Si le thème du bien et du mal ainsi que leur lutte incessante fait partie des classiques de la littérature d’aventures ou bien du thriller, Lionel Davoust oppose ici La main droite, adepte de l’ordre absolu, de l’ultra rigorisme pour gérer la destinée de l’homme, et La main gauche adepte de la liberté individuelle par la connaissance et le savoir. La lutte entre les deux factions est bien entendu un jeu mortel, celui du pouvoir absolu, pour le contrôle du monde.

Comment résister à ce roman, tant Lionel Davoust est doué à présenter ses personnages, à aller de belles phrases à des dialogues formidables, tout cela au nom de l’efficacité. Le plaisir de la lecture est à son summum car on a l’impression de vivre à coté d’eux, grâce à une psychologie souvent subtile et bien trouvée, sans compter des scènes de suspense très prenante et d’une simplicité étonnante.

La construction quant à elle est assez classique, alternant entre Michael, mari modèle, père modèle mais homme torturé. Beau portrait que cet homme qui doit se prouver qu’il existe au-delà de son drame personnel. Masha, enquêtrice russe, apporte quant à elle l’aspect mystérieux et donne au livre les scènes de tension et d’action. Enfin, les trois autres participants à cette aventure sont plus en retrait pour ménager le suspense.

Qu’est-ce que je disais ? Ah oui, donc Michael se retrouve au Chili pour prendre le bateau. Quoi ? Déjà deux cents pages ? Pfiou ! Je ne les ai pas vues passer ! Alors, le mystère s’épaissit, il est question de complot, et je suis intrigué et ébahi devant l’inventivité de l’auteur. Si la présentation des personnages m’a conquis, ce coup ci, je suis carrément ferré : impossible de détacher mes yeux de ce livre. Je suis à nouveau époustouflé par la façon de créer la tension dans des scènes simples comme un parking mal éclairé ou juste un repas avec un des pontes du Comité.

Bon ! Je ne vais pas vous parler de la fin, parce que sinon, vous n’allez pas lire ce roman, qui est un bon mélange entre roman d’aventures, thriller, roman d’action et roman populaire. Populaire, il devrait d’ailleurs l’être à plusieurs titres, et comme c’est une trilogie, je suis déjà impatient de lire la suite pour voir si Lionel Davoust va tenir la route, à l’image d’un Dan Simmons avec son Echiquier du mal. Je n’ai pas peur des comparaisons, ce livre m’a enchanté et j’espère bien qu’il en fera de même pour vous.

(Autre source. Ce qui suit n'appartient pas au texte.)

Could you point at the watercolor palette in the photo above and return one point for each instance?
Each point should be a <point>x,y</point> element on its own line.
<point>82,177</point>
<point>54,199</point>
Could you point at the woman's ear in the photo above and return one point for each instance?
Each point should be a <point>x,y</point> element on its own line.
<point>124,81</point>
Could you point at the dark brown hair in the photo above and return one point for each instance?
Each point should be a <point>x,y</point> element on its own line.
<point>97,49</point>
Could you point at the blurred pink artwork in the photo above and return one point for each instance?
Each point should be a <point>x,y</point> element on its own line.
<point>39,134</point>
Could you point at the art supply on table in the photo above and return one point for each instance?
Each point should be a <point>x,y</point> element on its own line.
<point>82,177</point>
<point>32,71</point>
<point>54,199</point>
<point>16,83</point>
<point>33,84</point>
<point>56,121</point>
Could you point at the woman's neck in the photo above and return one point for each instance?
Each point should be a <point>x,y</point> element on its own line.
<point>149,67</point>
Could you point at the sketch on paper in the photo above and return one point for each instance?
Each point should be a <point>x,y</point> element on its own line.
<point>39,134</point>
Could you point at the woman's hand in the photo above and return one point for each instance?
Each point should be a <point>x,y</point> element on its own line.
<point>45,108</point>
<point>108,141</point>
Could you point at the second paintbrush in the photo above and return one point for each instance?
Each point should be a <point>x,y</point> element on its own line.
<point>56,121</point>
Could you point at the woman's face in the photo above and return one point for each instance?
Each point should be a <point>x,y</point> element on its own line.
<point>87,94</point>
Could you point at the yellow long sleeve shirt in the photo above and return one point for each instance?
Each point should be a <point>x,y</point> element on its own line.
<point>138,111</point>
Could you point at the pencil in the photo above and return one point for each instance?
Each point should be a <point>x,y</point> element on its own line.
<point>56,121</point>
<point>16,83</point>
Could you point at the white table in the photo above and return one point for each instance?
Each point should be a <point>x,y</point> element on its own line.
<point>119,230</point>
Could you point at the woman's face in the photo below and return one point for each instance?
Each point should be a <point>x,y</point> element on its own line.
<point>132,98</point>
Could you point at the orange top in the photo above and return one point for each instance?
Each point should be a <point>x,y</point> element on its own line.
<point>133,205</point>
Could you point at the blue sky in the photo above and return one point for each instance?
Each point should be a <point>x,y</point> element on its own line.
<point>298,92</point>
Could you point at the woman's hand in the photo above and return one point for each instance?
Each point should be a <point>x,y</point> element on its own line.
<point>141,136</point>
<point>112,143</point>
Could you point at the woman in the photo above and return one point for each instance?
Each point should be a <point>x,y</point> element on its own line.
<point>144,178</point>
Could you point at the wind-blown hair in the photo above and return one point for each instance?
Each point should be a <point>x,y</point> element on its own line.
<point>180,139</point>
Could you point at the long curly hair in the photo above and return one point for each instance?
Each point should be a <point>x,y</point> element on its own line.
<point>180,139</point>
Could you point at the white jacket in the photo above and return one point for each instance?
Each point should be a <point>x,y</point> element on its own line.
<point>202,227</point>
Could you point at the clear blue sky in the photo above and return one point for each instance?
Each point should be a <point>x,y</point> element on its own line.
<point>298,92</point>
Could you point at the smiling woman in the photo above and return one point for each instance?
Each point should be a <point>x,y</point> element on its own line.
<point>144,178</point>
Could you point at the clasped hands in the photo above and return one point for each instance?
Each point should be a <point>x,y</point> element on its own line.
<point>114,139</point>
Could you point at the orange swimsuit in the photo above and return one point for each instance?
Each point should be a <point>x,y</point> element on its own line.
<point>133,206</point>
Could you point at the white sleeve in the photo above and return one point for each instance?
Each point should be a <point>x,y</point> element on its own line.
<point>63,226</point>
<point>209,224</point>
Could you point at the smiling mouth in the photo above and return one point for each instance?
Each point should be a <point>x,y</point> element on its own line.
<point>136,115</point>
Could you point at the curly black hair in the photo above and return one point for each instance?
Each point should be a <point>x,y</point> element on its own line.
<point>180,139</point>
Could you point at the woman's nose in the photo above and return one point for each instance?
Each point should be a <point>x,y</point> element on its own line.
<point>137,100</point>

Maison fondée en 1959 de Michael Mention (Fantascope)

Après avoir lu La voix secrète, un roman bien passionnant et rempli de charme, j’étais curieux de lire ce Maison fondée, paru en même temps aux éditions Fantascope. Ces deux romans très différents sont en fait très liés.

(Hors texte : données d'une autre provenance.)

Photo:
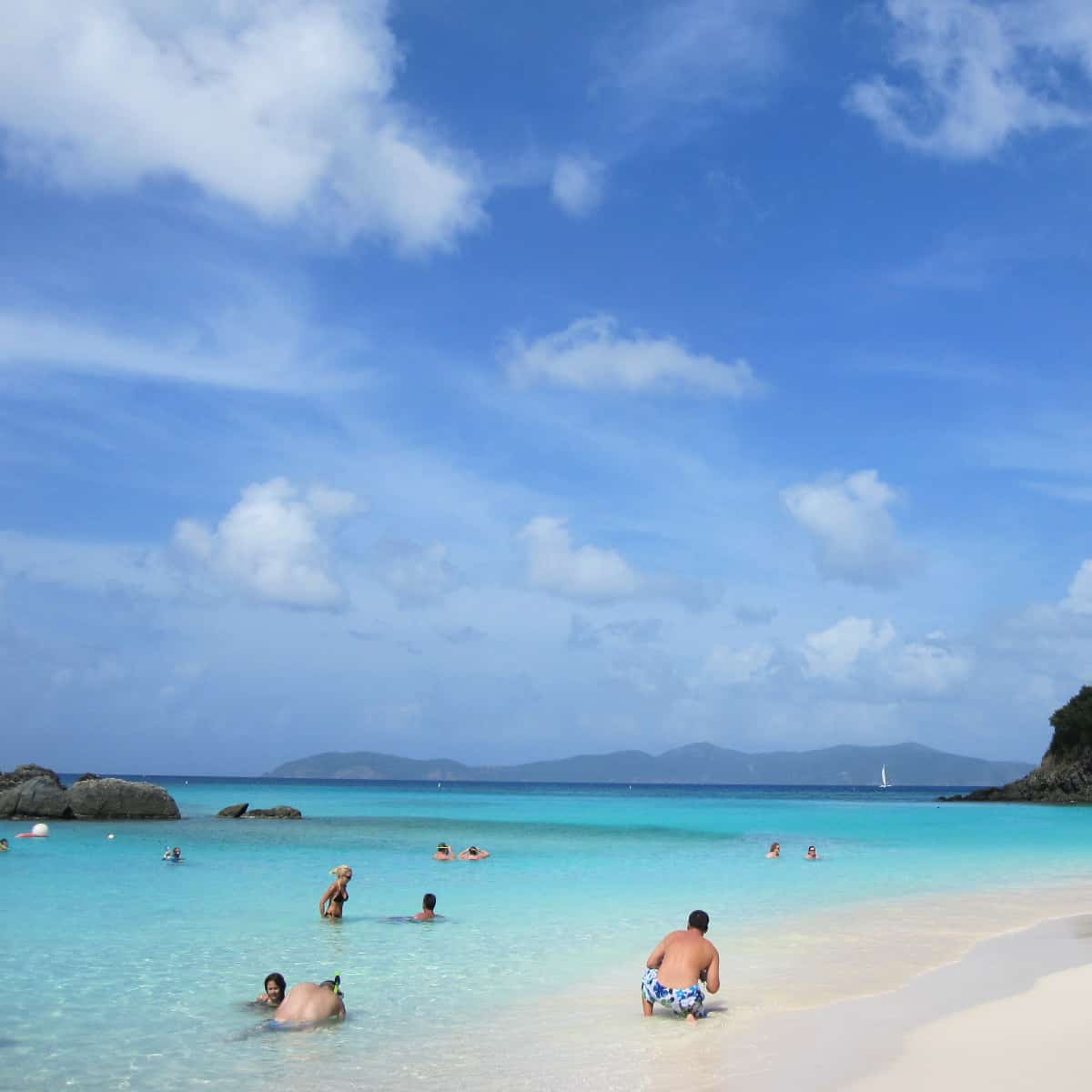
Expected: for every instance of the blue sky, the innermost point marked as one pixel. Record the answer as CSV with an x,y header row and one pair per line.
x,y
507,381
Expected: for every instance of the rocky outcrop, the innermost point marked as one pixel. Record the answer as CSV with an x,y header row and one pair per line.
x,y
278,813
1068,781
240,812
114,798
1065,774
33,792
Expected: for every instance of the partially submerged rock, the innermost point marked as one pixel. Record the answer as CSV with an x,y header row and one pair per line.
x,y
278,813
114,798
34,792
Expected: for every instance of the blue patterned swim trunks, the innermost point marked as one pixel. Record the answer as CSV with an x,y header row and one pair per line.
x,y
683,1002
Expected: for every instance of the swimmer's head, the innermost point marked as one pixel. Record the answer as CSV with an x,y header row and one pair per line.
x,y
698,920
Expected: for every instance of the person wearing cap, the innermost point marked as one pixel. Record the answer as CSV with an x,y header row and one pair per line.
x,y
473,853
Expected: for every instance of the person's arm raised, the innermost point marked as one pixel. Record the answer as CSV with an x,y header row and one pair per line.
x,y
713,972
658,956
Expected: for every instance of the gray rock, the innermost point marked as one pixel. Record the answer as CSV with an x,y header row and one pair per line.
x,y
278,813
114,798
1055,781
37,798
28,773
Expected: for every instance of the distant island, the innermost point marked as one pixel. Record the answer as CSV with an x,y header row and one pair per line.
x,y
694,763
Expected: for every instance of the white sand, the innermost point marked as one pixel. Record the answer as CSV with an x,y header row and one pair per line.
x,y
1000,1014
1033,1040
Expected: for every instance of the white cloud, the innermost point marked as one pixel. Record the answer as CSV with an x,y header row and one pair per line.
x,y
854,534
283,107
577,186
693,53
418,574
977,75
584,572
1079,600
727,666
834,652
926,667
590,355
869,651
272,544
260,349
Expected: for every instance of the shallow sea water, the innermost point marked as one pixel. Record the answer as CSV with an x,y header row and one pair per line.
x,y
126,972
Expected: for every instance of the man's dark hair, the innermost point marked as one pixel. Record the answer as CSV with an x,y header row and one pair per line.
x,y
698,920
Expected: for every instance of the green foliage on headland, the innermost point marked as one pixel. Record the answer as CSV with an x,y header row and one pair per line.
x,y
1073,727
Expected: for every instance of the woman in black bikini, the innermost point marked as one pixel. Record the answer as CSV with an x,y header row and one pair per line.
x,y
332,904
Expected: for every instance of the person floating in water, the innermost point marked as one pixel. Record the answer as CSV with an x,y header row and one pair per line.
x,y
677,966
310,1003
427,909
473,853
276,988
333,902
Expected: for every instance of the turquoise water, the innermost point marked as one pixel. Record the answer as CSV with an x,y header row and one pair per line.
x,y
126,972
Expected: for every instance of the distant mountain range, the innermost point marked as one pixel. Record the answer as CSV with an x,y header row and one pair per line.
x,y
693,764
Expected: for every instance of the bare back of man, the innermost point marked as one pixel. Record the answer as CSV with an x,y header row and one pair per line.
x,y
677,967
687,956
310,1003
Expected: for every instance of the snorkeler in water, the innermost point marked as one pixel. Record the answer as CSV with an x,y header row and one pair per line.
x,y
276,989
308,1004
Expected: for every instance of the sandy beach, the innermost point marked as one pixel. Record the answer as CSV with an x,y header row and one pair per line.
x,y
1004,1016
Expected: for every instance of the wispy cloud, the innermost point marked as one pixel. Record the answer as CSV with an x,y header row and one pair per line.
x,y
578,572
973,76
591,355
263,348
697,53
285,109
577,186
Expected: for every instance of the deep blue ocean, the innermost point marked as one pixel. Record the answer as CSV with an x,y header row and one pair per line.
x,y
124,971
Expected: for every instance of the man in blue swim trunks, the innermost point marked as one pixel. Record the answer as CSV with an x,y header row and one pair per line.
x,y
677,967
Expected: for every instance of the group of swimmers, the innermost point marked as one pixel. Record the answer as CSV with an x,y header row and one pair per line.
x,y
775,852
443,852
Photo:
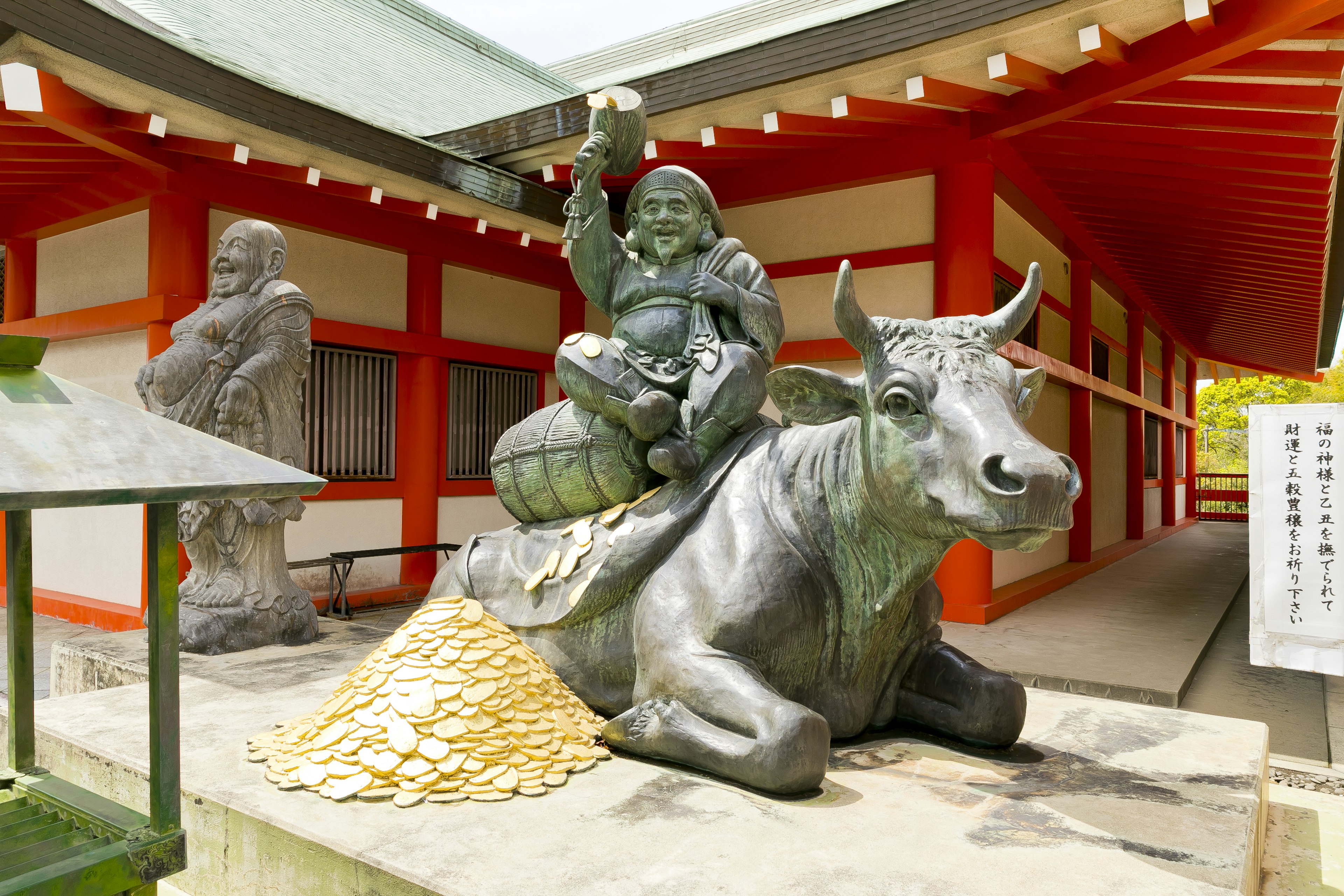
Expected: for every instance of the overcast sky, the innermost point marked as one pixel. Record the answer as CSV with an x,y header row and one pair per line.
x,y
552,30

Luc Letellier est un jeune homme d’une trentaine d’années, qui travaille chez un marchand de bonbons. C’est un travail bien peu passionnant qui lui permet d’avoir un revenu fixe. Sa vraie passion, c’est d’écrire des romans, ou plus précisément des polars. Cela fait huit ans qu’il écrit, il a six romans en stock, et aucun n’a jamais été accepté par une maison d’édition.

Luc vit avec Anaïs, scénariste pour le cinéma. Elle doit d’ailleurs s’absenter pendant une longue période pour rejoindre l’équipe de tournage de Gilles à Nice. C’est à ce moment là qu’une maison d’édition qui s’appelle Rhésus, accepte son manuscrit Trak. Luc se rend au rendez vous et va tomber dans un traquenard.

Le marché est qu’on lui propose celui-ci : s’il réécrit un roman qui s’appelle La voix secrète sur un ordinateur qu’on lui fournit, l’antidote lui sera injecté en intraveineuse via l’ordinateur. S’il n’accepte pas, il mourra avant une semaine. S’il appelle la police, ils se vengeront sur Anaïs. Voici donc Luc lié à la vie, à la mort avec sa passion de l’écriture.

Ce roman va nous plonger dans l’éternelle relation entre un auteur et son œuvre. Michael Mention a choisi une forme qui alterne entre fantastique et roman noir, qui au premier abord, peut paraître surprenante. Passé ce postulat, la vision d’un auteur au travail et la démarche employée m’a parue très personnelle et en même temps passionnante.

A l’instar d’un Burroughs dans son Festin Nu, ou d’un Djian première période, on y voit un auteur enchaîné à son roman, avec une progression dans le lien qui passe de passion – amour à dégoût – haine. La descente aux enfers est progressive et inéluctable, avec un personnage attachant, comme le serait un prisonnier innocent. Le ton est à mon avis volontairement noir même si certains personnages sont extrêmes dans leur description et donc doucereusement ironiques. Il n’y a qu’à voir la remarque sur le classement des caractères par leur prénom fait par le narrateur, disant que les Michael sont rarement virils, ou les portraits jusqu’auboutiste de l’éditeur.

Au travers des extraits du livre réécrit, on y voit l’obsession de Luc de trouver le bon mot, la bonne phrase pour faire passer au lecteur la bonne ambiance, les bons sentiments ou la bonne description. On y voit aussi l’écrivain au travail, qui construit son livre jusqu’à ce que le livre devienne la vie de l’écrivain. En fait, avoir lu La voix Secrète avant m’a un peu plombé ma lecture car même si les extraits sont en grande partie différents, la trame est la même et la volonté de l’auteur de montrer l’importance d’un mot à la place d’un autre trop voyante et insistante.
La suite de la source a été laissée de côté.